Historical Descriptions of Worcestershire

Worcestershire – Pigots Directory 1842

Is reckoned among the middle counties of England and is bounded on
the north by Staffordshire, on the north-west by Shropshire, on the west
by Herefordshire, on the east and north-east by Warwickshire, and on
the south and south-east by Gloucestershire. The shape of this county is
extremely irregular, having upon almost every side small portions
either detached or insulated by adjoining counties; and the boundaries
form numberless indentures, resembling bays, promontories and
peninsulas. The principal detached districts are those situated in the
counties of Gloucester Warwick and Stafford, the latter county
surrounding the town of Dudley.

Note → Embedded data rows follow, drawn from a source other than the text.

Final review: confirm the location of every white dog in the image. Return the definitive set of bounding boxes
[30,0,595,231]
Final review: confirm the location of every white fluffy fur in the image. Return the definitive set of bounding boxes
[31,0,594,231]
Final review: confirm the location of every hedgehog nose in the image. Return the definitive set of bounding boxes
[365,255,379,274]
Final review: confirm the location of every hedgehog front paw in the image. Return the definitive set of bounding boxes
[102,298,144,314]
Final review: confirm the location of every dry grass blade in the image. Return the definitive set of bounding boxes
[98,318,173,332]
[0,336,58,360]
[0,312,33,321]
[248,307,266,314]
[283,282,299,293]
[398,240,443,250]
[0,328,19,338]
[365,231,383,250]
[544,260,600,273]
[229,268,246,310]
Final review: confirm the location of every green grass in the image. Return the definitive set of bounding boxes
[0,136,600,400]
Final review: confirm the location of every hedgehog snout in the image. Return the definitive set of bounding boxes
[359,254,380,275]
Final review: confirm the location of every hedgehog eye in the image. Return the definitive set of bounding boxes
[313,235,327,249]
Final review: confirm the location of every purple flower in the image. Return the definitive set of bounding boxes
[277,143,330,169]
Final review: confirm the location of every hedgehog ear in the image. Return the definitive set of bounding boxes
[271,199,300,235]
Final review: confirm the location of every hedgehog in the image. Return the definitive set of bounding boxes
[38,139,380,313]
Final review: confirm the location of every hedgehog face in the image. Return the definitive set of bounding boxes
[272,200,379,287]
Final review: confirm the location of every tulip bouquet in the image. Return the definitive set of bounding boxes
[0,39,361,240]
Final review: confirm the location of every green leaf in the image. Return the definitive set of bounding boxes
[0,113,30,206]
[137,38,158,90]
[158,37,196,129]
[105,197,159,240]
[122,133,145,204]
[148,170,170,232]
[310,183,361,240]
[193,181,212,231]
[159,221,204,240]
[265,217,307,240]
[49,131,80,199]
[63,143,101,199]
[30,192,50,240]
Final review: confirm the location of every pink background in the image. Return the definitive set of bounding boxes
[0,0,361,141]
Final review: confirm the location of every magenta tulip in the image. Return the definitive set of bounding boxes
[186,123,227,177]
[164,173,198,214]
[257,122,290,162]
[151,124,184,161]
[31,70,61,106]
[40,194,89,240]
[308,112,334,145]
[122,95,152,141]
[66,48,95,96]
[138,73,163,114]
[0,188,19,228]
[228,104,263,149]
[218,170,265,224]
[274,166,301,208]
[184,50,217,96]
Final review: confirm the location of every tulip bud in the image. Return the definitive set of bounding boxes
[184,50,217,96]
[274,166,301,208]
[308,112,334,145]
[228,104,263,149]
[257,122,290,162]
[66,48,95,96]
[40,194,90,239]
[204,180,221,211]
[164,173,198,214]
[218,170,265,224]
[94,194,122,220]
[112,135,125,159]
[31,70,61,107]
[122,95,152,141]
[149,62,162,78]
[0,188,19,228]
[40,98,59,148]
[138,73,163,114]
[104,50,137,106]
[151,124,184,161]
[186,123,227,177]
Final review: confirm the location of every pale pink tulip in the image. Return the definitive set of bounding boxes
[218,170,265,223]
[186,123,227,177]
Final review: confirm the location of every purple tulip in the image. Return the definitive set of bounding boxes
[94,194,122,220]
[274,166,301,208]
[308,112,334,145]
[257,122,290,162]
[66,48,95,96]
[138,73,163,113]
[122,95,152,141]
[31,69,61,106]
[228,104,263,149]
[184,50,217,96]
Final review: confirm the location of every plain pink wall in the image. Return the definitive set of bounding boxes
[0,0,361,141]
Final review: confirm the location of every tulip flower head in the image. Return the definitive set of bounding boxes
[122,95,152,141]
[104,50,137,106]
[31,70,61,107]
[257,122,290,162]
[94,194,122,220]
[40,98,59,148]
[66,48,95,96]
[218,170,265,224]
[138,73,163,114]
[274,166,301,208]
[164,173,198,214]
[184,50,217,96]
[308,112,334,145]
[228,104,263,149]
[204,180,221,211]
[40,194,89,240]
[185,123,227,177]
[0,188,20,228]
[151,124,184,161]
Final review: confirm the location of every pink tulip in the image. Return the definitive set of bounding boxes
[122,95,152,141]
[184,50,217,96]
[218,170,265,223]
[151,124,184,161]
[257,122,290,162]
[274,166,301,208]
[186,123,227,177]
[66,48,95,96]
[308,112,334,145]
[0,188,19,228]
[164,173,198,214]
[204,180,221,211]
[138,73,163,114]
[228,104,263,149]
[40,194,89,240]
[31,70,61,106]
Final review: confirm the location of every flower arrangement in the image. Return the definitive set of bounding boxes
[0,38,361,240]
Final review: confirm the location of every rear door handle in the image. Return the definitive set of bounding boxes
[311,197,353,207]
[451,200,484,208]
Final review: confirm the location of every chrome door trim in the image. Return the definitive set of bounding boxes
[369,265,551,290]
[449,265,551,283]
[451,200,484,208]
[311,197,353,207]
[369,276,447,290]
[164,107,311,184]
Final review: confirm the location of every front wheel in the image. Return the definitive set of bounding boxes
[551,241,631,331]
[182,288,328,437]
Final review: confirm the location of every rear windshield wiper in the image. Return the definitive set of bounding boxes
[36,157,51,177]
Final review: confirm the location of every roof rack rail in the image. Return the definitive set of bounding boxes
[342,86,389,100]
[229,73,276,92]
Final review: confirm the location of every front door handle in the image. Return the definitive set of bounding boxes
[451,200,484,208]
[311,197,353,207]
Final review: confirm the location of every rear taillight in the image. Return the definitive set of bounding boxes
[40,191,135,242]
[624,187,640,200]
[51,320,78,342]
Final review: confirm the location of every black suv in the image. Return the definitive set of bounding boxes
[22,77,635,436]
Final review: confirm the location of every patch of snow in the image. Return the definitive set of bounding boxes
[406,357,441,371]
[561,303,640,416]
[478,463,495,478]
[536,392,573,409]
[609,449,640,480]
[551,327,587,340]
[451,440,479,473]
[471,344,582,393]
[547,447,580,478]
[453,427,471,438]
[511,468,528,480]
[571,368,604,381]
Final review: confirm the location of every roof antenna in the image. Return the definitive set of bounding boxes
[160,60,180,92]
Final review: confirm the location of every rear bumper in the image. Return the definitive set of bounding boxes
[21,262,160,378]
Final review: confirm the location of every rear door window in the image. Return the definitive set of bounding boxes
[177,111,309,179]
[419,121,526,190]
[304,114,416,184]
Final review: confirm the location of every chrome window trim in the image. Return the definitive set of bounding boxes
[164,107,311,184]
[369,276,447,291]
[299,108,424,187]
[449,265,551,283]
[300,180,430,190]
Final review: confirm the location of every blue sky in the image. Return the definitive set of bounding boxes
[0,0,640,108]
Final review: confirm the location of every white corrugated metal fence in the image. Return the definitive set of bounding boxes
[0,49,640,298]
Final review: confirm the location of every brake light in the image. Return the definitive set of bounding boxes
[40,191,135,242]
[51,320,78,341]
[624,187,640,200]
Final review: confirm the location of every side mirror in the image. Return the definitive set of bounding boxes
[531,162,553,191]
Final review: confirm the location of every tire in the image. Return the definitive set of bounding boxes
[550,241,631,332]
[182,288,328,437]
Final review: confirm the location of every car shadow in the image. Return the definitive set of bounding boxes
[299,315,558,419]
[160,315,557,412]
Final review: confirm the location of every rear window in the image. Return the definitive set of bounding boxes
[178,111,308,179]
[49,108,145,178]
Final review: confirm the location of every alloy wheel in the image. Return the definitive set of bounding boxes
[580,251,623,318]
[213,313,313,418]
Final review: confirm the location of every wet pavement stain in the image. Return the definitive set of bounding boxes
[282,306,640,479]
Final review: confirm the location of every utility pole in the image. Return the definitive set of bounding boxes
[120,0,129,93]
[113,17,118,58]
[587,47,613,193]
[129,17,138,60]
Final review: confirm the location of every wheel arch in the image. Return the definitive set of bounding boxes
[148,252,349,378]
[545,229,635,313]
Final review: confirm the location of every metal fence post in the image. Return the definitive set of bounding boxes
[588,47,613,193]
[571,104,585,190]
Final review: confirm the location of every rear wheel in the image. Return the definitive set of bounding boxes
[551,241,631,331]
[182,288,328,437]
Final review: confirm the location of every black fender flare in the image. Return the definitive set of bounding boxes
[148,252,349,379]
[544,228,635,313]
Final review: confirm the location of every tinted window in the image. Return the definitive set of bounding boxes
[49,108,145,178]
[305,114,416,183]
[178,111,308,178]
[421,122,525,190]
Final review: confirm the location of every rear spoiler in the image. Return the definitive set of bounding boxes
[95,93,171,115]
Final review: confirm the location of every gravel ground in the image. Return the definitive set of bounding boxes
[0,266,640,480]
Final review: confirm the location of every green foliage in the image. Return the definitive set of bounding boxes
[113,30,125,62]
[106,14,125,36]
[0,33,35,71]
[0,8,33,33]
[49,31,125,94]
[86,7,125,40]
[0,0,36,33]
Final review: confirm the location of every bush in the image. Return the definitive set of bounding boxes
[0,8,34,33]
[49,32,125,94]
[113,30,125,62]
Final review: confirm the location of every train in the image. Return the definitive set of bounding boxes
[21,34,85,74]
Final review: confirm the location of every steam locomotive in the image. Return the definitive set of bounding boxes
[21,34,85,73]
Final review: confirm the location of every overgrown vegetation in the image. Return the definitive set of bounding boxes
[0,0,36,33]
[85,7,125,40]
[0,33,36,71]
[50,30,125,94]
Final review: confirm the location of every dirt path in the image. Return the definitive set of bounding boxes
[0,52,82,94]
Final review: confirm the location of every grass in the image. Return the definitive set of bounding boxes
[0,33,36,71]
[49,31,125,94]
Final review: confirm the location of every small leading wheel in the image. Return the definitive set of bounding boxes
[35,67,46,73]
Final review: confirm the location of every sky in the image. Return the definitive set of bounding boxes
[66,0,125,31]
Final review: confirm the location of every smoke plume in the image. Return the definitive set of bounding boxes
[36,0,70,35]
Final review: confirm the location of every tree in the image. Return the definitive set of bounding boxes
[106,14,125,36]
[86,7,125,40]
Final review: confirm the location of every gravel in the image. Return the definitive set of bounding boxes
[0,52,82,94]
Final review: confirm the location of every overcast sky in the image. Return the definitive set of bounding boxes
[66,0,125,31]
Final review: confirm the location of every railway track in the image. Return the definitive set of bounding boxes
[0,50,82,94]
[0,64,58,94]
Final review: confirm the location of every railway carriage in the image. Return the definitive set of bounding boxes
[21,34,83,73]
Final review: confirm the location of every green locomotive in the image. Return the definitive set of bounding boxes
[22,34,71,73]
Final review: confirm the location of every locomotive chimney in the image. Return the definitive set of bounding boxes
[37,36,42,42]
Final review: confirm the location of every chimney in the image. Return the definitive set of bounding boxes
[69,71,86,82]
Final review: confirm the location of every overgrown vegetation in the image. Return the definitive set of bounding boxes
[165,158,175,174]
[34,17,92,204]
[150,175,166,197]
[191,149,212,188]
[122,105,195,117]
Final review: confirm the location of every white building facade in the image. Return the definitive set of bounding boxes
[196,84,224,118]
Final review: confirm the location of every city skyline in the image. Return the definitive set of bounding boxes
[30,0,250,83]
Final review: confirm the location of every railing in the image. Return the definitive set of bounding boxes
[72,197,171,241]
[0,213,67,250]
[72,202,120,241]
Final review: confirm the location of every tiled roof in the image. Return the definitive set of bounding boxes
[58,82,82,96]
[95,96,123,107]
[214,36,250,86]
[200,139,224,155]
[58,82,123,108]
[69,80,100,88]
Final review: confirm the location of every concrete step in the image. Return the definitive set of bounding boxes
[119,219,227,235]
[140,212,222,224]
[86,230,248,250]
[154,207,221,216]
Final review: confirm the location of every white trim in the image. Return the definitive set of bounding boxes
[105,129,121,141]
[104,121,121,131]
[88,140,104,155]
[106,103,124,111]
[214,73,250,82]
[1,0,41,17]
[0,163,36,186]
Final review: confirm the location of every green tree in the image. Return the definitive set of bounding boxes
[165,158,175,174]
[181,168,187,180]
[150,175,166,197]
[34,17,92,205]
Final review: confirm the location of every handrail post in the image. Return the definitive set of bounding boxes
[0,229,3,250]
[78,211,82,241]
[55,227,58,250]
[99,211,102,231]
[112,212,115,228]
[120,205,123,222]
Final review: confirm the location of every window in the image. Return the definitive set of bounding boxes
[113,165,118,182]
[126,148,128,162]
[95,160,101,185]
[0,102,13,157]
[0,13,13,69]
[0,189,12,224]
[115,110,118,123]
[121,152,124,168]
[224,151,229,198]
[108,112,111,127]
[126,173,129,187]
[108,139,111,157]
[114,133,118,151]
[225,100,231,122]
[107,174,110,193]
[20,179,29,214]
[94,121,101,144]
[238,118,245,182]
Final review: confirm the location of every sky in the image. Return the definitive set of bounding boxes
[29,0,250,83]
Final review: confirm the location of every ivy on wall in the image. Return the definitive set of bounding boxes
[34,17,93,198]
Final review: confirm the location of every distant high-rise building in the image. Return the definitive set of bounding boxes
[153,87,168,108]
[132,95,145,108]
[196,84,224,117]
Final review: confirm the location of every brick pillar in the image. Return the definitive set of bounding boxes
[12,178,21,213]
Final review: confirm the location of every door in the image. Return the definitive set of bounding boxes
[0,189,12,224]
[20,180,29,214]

Without taking into account such
separated portions, the length of the county, from about Stourbridge, on
the north, to Tewkesbury (a border town in Gloucestershire), on the
south, is thirty miles; and in breadth, from east to west, at its widest
part, it is about twenty-eight. From the numerous abrupt angles which
present themselves on its borders, some difficulty has arisen in
computing its circumference: it may, however, be stated at two hundred
and fifty miles, including the projecting points, and, exclusive of
them, at about one hundred and twenty-five. The area of the county is
stated, by government, to comprise 729 square miles, or 466,560 statute
acres – but which, it is presumed, does not include those parts before
referred to as lying in other counties. In Size Worcestershire ranks as
the thirty-fourth English county, and in population as the twenty-fifth.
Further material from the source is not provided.